Edgar Fruitier : le mélomane

Par Philippe Gervais / 31 mars 2007


L’idée est sympathique autant qu’originale : offrir une anthologie musicale qui ne soit pas conçue autour d’un compositeur, d’un interprète ou du catalogue d’une maison de disque, mais qui reflète plutôt les goûts d’un mélomane très connu et apprécié du public, Edgar Fruitier. Voici donc Les Grands Classiques d’Edgar, plus de sept heures de musique choisie par lui, ce qui est à la fois beaucoup et bien peu, comme il se plaît à le souligner.

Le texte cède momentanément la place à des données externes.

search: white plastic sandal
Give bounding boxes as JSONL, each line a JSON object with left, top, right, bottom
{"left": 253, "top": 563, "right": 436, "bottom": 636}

Le plus assidu des auditeurs n’aura pas assez d’une vie pour explorer toutes les facettes de la musique dite « classique »; Edgar Fruitier le sait bien, et c’est en toute modestie qu’il nous a présenté son anthologie, conscient de son caractère forcément incomplet, mais souhaitant qu’elle attise ainsi, au moins chez quelques-uns, le désir d’aller plus loin et de devenir à leur tour des mélomanes avertis.

Comment est né ce projet de disques ?

Beaucoup de gens me demandaient ce qu’ils devraient écouter pour découvrir la musique, et je ne savais pas trop quoi leur répondre, puisque chacun a ses goûts et sa personnalité… Je cherchais donc
une solution quand la compagnie XXI-21 m’a approché avec une idée qui me convenait : réaliser une compilation suffisamment vaste pour que chacun puisse y trouver au moins quelques pièces qui lui plaisent et qui lui servent de porte d’entrée dans le monde de la musique classique.

Il semble que l’accueil du public soit déjà très bon !

J’en suis moi-même un peu surpris, et surtout très heureux ! Cela montre qu’il y a vraiment chez les gens une soif de découvrir ce répertoire.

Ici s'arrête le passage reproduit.